Tuesday, 11 September 2007

Prosperity, dir. Lenny Abrahamson, written by Mark O'Halloran (RTE Television, 2007)


The past two weeks have seen the first two episodes of RTE's new drama Prosperity, directed and written by the highly talented Abrahamson and O'Halloran and being aired on Monday nights at 21.30 BST on RTE Network 2. They have also been made available by RTE online, along with lots of other info on the series as well as the scripts. Those without access to Network 2 are strongly urged to watch it online. The quality of this drama is uncharacteristic of RTE and it surely represents a high-water mark for the season, and for future Irish-made drama. The series explores they way that the new-found prosperity experienced in Ireland has not brought everyone with it. Many of the scenes serve to reinforce this: the boys walk across their crumbling estate with the skyline crowded with cranes, testifying to the building boom that has not reached their own high-rise flats. Stacey hangs around a shopping centre full of people buying things she cannot afford.
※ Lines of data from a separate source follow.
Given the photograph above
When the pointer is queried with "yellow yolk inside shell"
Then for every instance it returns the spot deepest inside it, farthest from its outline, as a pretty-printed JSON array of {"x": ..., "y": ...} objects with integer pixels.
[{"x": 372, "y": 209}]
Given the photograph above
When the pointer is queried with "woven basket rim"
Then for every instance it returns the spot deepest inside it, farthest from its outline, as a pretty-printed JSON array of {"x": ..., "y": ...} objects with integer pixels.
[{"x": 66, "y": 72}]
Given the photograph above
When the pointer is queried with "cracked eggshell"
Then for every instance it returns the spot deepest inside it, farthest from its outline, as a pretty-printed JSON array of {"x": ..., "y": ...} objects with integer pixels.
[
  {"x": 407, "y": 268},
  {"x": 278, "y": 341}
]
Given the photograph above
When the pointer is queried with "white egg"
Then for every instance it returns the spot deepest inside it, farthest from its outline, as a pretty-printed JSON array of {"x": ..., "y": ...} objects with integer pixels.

Each episode is someone's story: the first, Stacey's Story; the second, Gavin's. Stories are the heart of this drama, not plots. Stacey is beautifully rendered as a young mother passing each day with her baby wandering the streets and hanging around the Jervis St shopping centre, dealing with problems that might not even occur to some: finding a place to change the baby; finding a way to charge her mobile telephone after losing her charger; trying to be alone with her on-off boyfriend and father of the child.

Gavin is a young boy who wants a new toy and cannot afford it. He and his friend Conor play truant from school and spend the day trying to find a few euro to make up what he has saved and buy the toy. The boys meet a young mother and try to sell her the beer they have stolen. Instead they barter a can for three cigarettes and sit looking at the rabbit that Gavin has stolen from a neighbour's back yard. The story follows the boys as they make their way through the day, a day that culminates with a confrontation with the friend of one of Gavin's neighbours and an absolutely stunning and shocking final scene.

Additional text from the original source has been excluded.